Non si ferma la compravendita di armi in tutto il pianeta, nonostante nel 2014 il fatturato complessivo di questo mercato abbia subito una contrazione dello 0,4% (pari a 1.776 miliardi dollari, ossia il 2,3% del Pil globale), la terza in altrettanti anni. Troppo poco per dire che il trend delle maggiori potenze mondiali sia stato effettivamente invertito. Anche perché mentre in Europa l’acquisto di armamenti cala sensibilmente in Paesi quali Russia, Cina e Arabia saudita le spese militari sono salite a dismisura, probabilmente per i conflitti, tensioni e i regimi che caratterizzano quelle aree geografiche. I dati di questo mega affare costruito sul sangue sono forniti dal rapporto dello “Stockholm International Peace Research Institute” (Sipri) che ogni analizza i bilanci militari di tutte le nazioni della Terra.

Gli Usa con 610 miliardi di dollari restano di gran lunga i maggiori acquirenti di armi in termini assoluti ma hanno ridotto le spese dello 6,5%. La Cina, invece, al secondo posto, ha speso 216 miliardi di dollari, con un aumento del 9,7% (bilancio che nel 2015 crescerà, secondo i dati forniti da Pechino, di un ulteriore 10,3%).

Terza, ma molto indietro nonostante le minacce del suo apparato di governo e la retorica bellicista di Vladimir Putin, la Russia con 84,5 miliardi di dollari (+8,1%). Ma nel 2015 il bilancio della Difesa salirà di un’ulteriore 15% (per un totale di 150,5 miliardi di dolari). Sul fronte opposto sono aumentati del 23%, a quota 4 miliardi di dollari, gli investimenti in armi del governo ucraino mentre nel 2015 si stima che raddoppieranno. Il tutto, sottolinea Sipri, è frutto dell’impegno delle truppe di Kiev, dall’aprile 2014, in un’offensiva contro le forze separatiste delle regioni orientali e filo-russe di Donetsk e Lugansk, sostenute da Mosca.

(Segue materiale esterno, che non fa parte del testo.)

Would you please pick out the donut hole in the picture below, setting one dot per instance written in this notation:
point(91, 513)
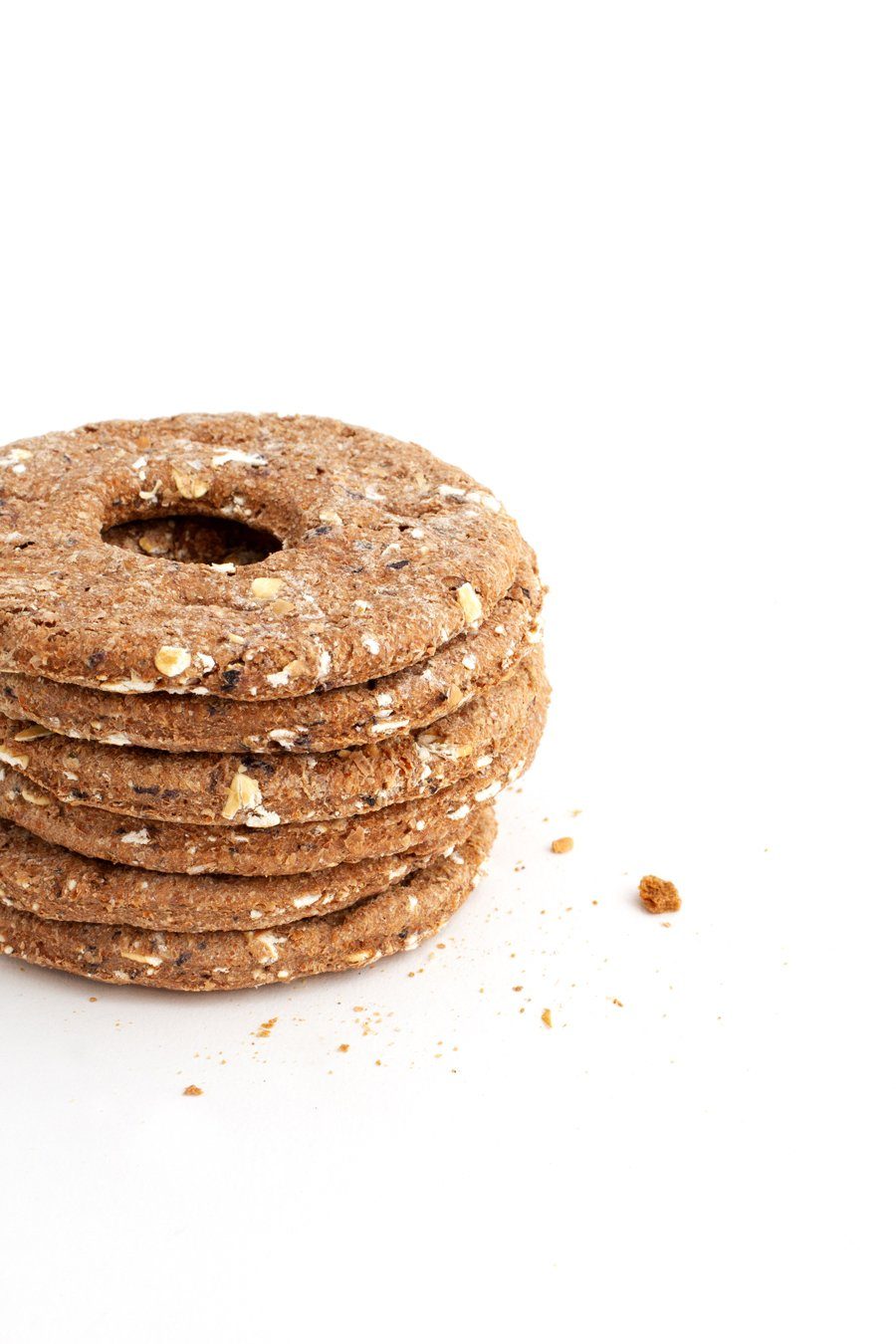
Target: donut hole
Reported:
point(193, 540)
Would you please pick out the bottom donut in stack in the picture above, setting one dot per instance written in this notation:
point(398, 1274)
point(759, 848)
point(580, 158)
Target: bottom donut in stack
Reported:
point(134, 866)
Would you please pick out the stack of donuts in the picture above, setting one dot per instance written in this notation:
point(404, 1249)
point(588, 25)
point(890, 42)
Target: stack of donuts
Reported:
point(261, 683)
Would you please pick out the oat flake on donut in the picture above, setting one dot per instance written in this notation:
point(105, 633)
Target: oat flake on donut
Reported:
point(384, 556)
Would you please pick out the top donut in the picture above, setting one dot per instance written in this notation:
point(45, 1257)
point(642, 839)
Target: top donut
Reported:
point(385, 554)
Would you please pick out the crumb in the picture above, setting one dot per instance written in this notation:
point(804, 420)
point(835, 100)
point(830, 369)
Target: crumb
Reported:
point(658, 895)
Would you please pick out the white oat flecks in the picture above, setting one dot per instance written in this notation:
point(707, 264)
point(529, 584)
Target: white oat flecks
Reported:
point(389, 726)
point(245, 794)
point(235, 454)
point(284, 737)
point(172, 660)
point(18, 763)
point(135, 836)
point(470, 603)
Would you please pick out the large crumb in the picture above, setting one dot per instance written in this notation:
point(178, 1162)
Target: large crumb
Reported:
point(658, 895)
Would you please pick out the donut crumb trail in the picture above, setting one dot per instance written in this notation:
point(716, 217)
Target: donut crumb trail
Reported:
point(658, 895)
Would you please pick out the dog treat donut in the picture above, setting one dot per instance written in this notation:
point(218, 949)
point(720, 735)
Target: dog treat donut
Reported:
point(327, 722)
point(266, 851)
point(383, 556)
point(398, 920)
point(206, 787)
point(261, 682)
point(54, 883)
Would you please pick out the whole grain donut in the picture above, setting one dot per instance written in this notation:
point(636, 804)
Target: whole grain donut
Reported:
point(381, 556)
point(54, 883)
point(345, 717)
point(206, 787)
point(396, 920)
point(264, 849)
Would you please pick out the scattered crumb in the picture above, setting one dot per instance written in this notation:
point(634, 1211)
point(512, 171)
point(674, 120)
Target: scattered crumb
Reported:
point(658, 895)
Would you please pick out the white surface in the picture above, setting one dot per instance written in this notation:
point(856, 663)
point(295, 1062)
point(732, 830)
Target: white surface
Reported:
point(633, 265)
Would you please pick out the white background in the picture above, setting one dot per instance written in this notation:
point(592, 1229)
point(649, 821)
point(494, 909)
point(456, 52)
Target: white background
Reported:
point(633, 266)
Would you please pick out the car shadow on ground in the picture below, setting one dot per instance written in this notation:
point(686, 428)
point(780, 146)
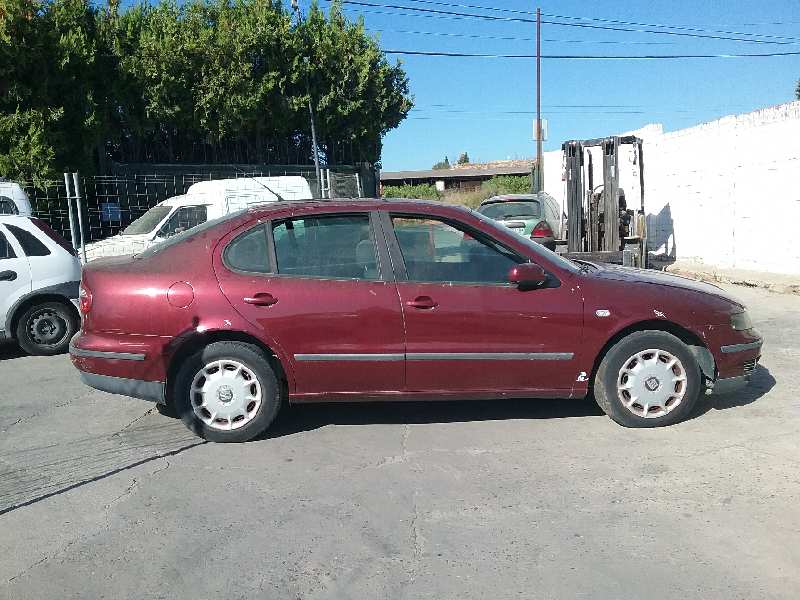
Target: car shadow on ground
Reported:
point(760, 384)
point(307, 417)
point(10, 350)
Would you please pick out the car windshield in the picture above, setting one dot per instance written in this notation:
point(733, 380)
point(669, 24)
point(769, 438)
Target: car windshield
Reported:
point(148, 221)
point(512, 210)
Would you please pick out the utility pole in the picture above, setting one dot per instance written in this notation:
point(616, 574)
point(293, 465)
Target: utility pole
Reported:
point(539, 184)
point(315, 148)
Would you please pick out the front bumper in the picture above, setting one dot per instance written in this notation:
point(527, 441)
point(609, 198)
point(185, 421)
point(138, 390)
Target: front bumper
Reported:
point(740, 362)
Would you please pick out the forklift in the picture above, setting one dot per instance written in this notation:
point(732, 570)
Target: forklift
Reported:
point(599, 225)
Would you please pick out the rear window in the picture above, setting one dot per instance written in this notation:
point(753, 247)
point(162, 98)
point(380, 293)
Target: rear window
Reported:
point(8, 206)
point(148, 221)
point(30, 245)
point(56, 237)
point(188, 234)
point(502, 211)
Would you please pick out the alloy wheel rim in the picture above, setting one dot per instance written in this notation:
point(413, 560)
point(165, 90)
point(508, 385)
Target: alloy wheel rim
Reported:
point(225, 395)
point(47, 328)
point(652, 383)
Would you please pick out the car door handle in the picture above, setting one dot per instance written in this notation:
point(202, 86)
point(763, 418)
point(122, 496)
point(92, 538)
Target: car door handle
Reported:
point(422, 302)
point(261, 299)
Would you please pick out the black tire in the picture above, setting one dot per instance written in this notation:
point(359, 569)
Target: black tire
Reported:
point(254, 359)
point(609, 375)
point(45, 329)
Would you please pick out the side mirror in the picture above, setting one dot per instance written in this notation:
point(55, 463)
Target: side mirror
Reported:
point(527, 276)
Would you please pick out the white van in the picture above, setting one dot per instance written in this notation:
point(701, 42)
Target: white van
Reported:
point(203, 201)
point(13, 199)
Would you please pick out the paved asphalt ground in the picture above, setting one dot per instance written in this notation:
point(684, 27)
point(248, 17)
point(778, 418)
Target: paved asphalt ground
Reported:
point(102, 497)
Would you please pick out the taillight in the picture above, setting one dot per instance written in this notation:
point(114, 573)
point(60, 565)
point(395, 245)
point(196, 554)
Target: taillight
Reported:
point(542, 229)
point(85, 299)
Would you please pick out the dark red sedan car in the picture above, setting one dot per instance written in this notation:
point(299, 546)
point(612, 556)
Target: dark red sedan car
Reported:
point(385, 300)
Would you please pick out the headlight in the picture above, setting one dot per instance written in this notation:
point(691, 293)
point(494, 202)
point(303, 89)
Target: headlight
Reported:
point(741, 321)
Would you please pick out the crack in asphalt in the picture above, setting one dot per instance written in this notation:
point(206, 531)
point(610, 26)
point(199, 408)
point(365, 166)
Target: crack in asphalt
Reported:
point(416, 539)
point(137, 419)
point(100, 477)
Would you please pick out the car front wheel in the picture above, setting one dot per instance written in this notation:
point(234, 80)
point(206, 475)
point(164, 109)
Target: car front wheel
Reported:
point(648, 379)
point(227, 392)
point(45, 329)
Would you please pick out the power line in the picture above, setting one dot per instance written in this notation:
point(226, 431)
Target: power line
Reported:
point(597, 19)
point(589, 56)
point(519, 39)
point(435, 13)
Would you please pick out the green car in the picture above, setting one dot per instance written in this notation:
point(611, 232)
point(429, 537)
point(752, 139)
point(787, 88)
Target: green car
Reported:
point(536, 216)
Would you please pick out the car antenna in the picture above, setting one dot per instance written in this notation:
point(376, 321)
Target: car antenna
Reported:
point(264, 185)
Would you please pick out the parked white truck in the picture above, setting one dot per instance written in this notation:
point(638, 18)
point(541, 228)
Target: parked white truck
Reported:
point(13, 199)
point(203, 201)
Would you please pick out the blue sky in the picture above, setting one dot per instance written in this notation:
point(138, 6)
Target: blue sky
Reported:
point(468, 104)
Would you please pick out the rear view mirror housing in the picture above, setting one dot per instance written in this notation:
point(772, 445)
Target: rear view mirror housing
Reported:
point(527, 276)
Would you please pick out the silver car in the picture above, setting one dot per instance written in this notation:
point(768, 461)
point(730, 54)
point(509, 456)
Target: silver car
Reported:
point(536, 216)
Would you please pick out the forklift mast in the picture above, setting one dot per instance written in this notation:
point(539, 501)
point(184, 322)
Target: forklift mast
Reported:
point(599, 224)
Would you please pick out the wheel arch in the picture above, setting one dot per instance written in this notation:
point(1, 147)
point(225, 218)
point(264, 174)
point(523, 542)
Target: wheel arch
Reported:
point(24, 303)
point(696, 345)
point(191, 344)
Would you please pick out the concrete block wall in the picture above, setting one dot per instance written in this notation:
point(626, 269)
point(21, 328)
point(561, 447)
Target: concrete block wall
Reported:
point(725, 193)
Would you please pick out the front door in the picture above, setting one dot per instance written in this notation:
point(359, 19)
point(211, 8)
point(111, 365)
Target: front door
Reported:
point(467, 328)
point(325, 298)
point(15, 275)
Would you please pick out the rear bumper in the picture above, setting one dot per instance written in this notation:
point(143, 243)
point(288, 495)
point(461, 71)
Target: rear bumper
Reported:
point(121, 364)
point(144, 390)
point(730, 384)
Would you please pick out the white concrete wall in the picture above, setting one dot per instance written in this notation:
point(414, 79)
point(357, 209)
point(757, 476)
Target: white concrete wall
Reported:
point(724, 193)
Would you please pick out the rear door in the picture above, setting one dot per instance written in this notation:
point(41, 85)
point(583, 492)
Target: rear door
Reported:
point(320, 286)
point(467, 328)
point(15, 275)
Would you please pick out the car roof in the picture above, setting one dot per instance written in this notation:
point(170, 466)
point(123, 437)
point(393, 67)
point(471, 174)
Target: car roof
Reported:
point(515, 197)
point(360, 204)
point(14, 218)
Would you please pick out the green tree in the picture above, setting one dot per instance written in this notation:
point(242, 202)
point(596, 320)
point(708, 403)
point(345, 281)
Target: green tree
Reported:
point(203, 80)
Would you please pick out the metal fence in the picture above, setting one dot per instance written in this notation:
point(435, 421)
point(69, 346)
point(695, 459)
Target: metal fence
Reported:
point(111, 202)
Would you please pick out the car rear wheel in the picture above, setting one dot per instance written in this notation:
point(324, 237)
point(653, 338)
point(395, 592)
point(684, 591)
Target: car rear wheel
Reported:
point(227, 392)
point(45, 329)
point(648, 379)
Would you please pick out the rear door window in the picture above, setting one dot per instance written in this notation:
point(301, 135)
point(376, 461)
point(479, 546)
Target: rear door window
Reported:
point(435, 251)
point(248, 252)
point(328, 247)
point(30, 244)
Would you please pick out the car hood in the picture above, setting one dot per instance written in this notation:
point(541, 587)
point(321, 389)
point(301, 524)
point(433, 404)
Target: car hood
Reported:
point(634, 275)
point(118, 245)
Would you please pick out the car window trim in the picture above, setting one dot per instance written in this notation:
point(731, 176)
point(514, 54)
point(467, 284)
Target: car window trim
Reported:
point(381, 258)
point(5, 235)
point(401, 273)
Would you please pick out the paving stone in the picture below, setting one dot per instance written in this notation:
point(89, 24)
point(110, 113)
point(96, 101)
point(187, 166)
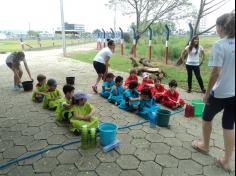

La crisi ucraina ha anche fatto aumentare gli investimenti militari negli ex Paesi del Patto di Varsavia: 93,9 miliardi (+8,4%). Ma il record assoluto di spese per armi spetta all’Arabia Saudita: +17% pari a 80,8 miliardi di dollari, meno di 4 miliardi dal bilancio della superpotenza militare russa. Riad ha speso per rafforzare il proprio apparato militare per far fronte a quella che a Riad, culla del wahabismo (l’interpretazione più severa dell’Islam sunnita), ritengono la minaccia mortale rappresentata dall’Iran sciita. I sauditi sono alla guida delle petromonarchie sunnite del Golfo Persico contro Teheran. Lo hanno dimostrato il 26 marzo scorso dando il via all’offensiva – per il momento solo aerea – contro i ribelli sciiti Houthi (sostenuti da Teheran secondo Washington e Riad) ponendosi alla guida di una colazione di 10 Paesi per l’appunto sunniti. In Africa anche le spese militari sono cresciute di quasi il 6%. A guidare la classifica Algeria e Angola.

E l’Italia? Registra un’ulteriore contrazione rispetto a quelle del 2013 e del 2015. In totale Roma ha tagliato l’8,8% delle spese militari (circa 30 miliardi di euro) scendendo dall’11sima alla 12esima posizione nel ranking dei 15 Paesi che spendono più per le armi. Il Sipri ha calcolato che nel 2015 ci sarà un ulteriore decurtazione del 4,9% che porterà l’Italia a spendere l’1,1% del Pil per le forze armate.